No, he wasn’t alone in this responsibility.
Then there was the untapped obsidian flame triad power. Who the hell knew what gift the three women together would bring to the table.
On some cosmic level, therefore, he finally saw that he wasn’t alone in this. He was surrounded by gifted ascenders, each with a job to do. And he wasn’t alone.
He wasn’t alone.
And this wasn’t just on him.
So what was on him, especially here, in this cage with his
breh
dying?
Simple. He needed to make sure that she lived.

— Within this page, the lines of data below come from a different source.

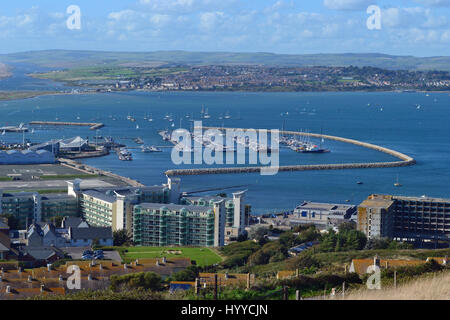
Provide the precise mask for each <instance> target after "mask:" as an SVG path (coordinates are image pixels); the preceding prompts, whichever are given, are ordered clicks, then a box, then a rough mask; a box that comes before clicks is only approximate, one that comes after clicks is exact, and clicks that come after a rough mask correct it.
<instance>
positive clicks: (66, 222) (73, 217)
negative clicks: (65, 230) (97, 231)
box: [62, 217, 83, 229]
mask: <svg viewBox="0 0 450 320" xmlns="http://www.w3.org/2000/svg"><path fill="white" fill-rule="evenodd" d="M82 223H83V219H81V218H79V217H65V218H64V219H63V221H62V227H63V228H66V229H68V228H78V227H79V225H80V224H82Z"/></svg>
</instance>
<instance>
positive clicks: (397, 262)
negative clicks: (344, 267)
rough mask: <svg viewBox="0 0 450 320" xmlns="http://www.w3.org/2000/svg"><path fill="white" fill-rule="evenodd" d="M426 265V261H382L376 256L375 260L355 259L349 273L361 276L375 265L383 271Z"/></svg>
mask: <svg viewBox="0 0 450 320" xmlns="http://www.w3.org/2000/svg"><path fill="white" fill-rule="evenodd" d="M425 263H426V261H424V260H406V259H380V258H379V257H378V256H375V257H374V258H373V259H353V260H352V263H351V265H350V269H349V272H355V273H357V274H360V275H361V274H365V273H367V269H368V268H369V267H370V266H373V265H377V266H378V267H380V268H381V269H388V268H398V267H412V266H419V265H422V264H425Z"/></svg>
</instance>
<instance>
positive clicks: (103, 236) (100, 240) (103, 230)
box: [68, 227, 113, 247]
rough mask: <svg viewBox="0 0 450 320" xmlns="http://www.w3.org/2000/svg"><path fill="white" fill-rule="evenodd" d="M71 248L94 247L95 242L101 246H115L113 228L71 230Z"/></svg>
mask: <svg viewBox="0 0 450 320" xmlns="http://www.w3.org/2000/svg"><path fill="white" fill-rule="evenodd" d="M68 238H69V242H70V245H69V246H71V247H87V246H92V244H93V242H94V241H95V240H97V241H98V244H99V245H101V246H112V245H113V234H112V228H111V227H89V228H72V227H70V228H69V234H68Z"/></svg>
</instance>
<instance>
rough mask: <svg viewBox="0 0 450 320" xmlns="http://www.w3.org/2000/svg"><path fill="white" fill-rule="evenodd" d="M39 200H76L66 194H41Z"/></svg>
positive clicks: (68, 195)
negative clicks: (40, 197)
mask: <svg viewBox="0 0 450 320" xmlns="http://www.w3.org/2000/svg"><path fill="white" fill-rule="evenodd" d="M41 198H42V200H58V199H60V200H61V199H66V200H76V198H75V197H73V196H71V195H69V194H67V193H54V194H43V195H42V197H41Z"/></svg>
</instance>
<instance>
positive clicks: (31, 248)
mask: <svg viewBox="0 0 450 320" xmlns="http://www.w3.org/2000/svg"><path fill="white" fill-rule="evenodd" d="M62 258H64V252H63V251H61V250H60V249H58V248H56V247H54V246H51V247H44V246H41V247H28V246H26V247H23V248H21V250H20V256H19V261H22V262H25V263H26V264H27V265H28V266H30V267H39V266H45V265H47V264H51V263H53V262H55V261H58V260H59V259H62Z"/></svg>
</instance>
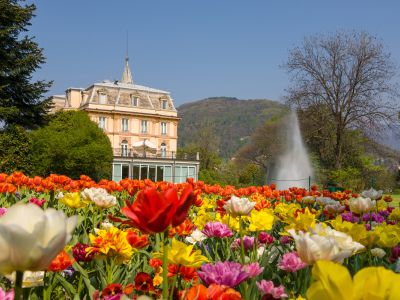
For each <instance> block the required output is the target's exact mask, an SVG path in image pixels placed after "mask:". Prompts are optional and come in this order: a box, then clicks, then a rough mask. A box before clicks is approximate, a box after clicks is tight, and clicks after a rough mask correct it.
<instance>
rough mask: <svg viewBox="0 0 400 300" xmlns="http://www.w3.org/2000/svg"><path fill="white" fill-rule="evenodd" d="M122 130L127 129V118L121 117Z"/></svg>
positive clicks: (127, 125)
mask: <svg viewBox="0 0 400 300" xmlns="http://www.w3.org/2000/svg"><path fill="white" fill-rule="evenodd" d="M121 128H122V131H128V119H125V118H123V119H122V126H121Z"/></svg>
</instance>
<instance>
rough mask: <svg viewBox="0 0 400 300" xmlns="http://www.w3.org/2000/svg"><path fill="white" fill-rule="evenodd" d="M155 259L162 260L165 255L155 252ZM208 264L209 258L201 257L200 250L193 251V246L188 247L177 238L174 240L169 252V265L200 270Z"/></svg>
mask: <svg viewBox="0 0 400 300" xmlns="http://www.w3.org/2000/svg"><path fill="white" fill-rule="evenodd" d="M153 257H154V258H158V259H162V257H163V253H162V252H155V253H154V254H153ZM206 262H208V259H207V257H205V256H203V255H201V251H200V250H195V251H193V245H186V244H185V243H182V242H180V241H178V240H176V239H175V238H174V239H172V244H171V247H170V248H169V250H168V263H170V264H174V265H179V266H184V267H192V268H200V267H201V265H202V264H204V263H206Z"/></svg>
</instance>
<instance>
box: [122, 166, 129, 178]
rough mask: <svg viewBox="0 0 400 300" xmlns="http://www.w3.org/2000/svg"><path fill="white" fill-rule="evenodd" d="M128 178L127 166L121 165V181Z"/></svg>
mask: <svg viewBox="0 0 400 300" xmlns="http://www.w3.org/2000/svg"><path fill="white" fill-rule="evenodd" d="M124 178H129V165H122V179H124Z"/></svg>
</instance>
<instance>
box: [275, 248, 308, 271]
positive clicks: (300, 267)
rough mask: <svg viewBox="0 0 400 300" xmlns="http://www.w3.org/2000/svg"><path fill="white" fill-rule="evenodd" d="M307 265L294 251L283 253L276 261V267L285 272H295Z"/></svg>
mask: <svg viewBox="0 0 400 300" xmlns="http://www.w3.org/2000/svg"><path fill="white" fill-rule="evenodd" d="M306 266H307V265H306V264H305V263H304V262H303V261H302V260H301V259H300V257H299V255H298V254H297V253H296V252H289V253H285V254H283V256H282V259H281V260H280V262H279V263H278V268H279V269H281V270H284V271H287V272H296V271H298V270H301V269H304V268H305V267H306Z"/></svg>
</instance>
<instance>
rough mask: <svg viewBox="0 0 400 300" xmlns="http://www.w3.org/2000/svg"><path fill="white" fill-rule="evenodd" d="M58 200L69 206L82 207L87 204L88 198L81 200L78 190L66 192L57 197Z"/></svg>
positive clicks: (84, 205)
mask: <svg viewBox="0 0 400 300" xmlns="http://www.w3.org/2000/svg"><path fill="white" fill-rule="evenodd" d="M59 201H60V202H61V203H63V204H65V205H66V206H68V207H70V208H82V207H85V206H87V205H88V204H89V201H88V200H82V199H81V196H80V194H79V193H78V192H75V193H67V194H65V195H63V196H62V197H61V198H59Z"/></svg>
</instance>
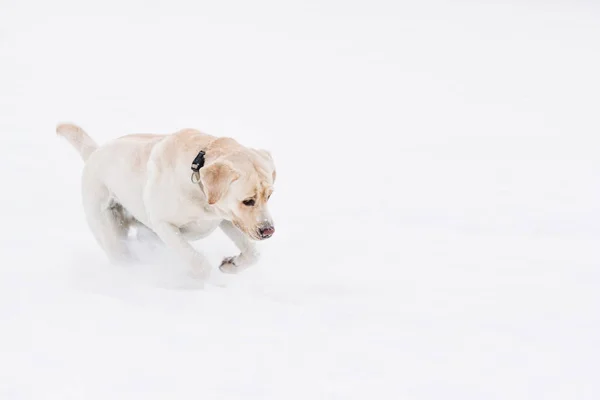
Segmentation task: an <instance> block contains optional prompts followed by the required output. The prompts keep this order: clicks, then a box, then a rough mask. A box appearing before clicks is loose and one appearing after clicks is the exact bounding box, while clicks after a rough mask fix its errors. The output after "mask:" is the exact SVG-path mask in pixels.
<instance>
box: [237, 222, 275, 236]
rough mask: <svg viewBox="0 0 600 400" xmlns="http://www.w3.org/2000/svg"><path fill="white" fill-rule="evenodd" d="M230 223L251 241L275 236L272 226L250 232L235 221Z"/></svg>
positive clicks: (247, 229) (261, 226) (272, 227)
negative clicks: (274, 235)
mask: <svg viewBox="0 0 600 400" xmlns="http://www.w3.org/2000/svg"><path fill="white" fill-rule="evenodd" d="M232 222H233V224H234V225H235V226H236V227H237V228H238V229H239V230H240V231H242V232H243V233H244V234H245V235H246V236H248V237H249V238H250V239H252V240H266V239H269V238H270V237H272V236H273V235H274V234H275V227H274V226H273V225H268V226H261V227H258V228H256V229H252V230H250V229H245V228H244V227H242V225H240V224H239V223H237V222H236V221H232Z"/></svg>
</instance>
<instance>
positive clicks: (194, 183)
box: [192, 150, 206, 190]
mask: <svg viewBox="0 0 600 400" xmlns="http://www.w3.org/2000/svg"><path fill="white" fill-rule="evenodd" d="M205 154H206V152H205V151H204V150H200V153H198V155H197V156H196V158H194V161H193V162H192V171H193V172H192V183H193V184H198V185H200V187H202V182H200V168H202V167H203V166H204V161H205V160H204V155H205ZM203 190H204V189H203Z"/></svg>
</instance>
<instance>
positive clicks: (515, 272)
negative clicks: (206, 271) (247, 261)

After that, whatever role he would need to play in the future, he would embrace fully, but not as one who acted alone and bore the sufferings of the world on his shoulders alone.
Which meant …
He sent a very soft mental call to Marguerite:
Get Fiona.
* * *
From deep with her mind, Marguerite heard the words,
Get Fiona,
but she couldn’t make sense of them. Had she fallen asleep? Something smelled so funny, like blood and animal. She opened her eyes. Oh, yeah, dead tiger.
Get Fiona,
came once more, stronger this time and … it sounded like Thorne.
Thorne was dying. Maybe dead already. She was close. She was so damn cold.
Fiona. The gold variety of obsidian flame. Fiona, who could channel things.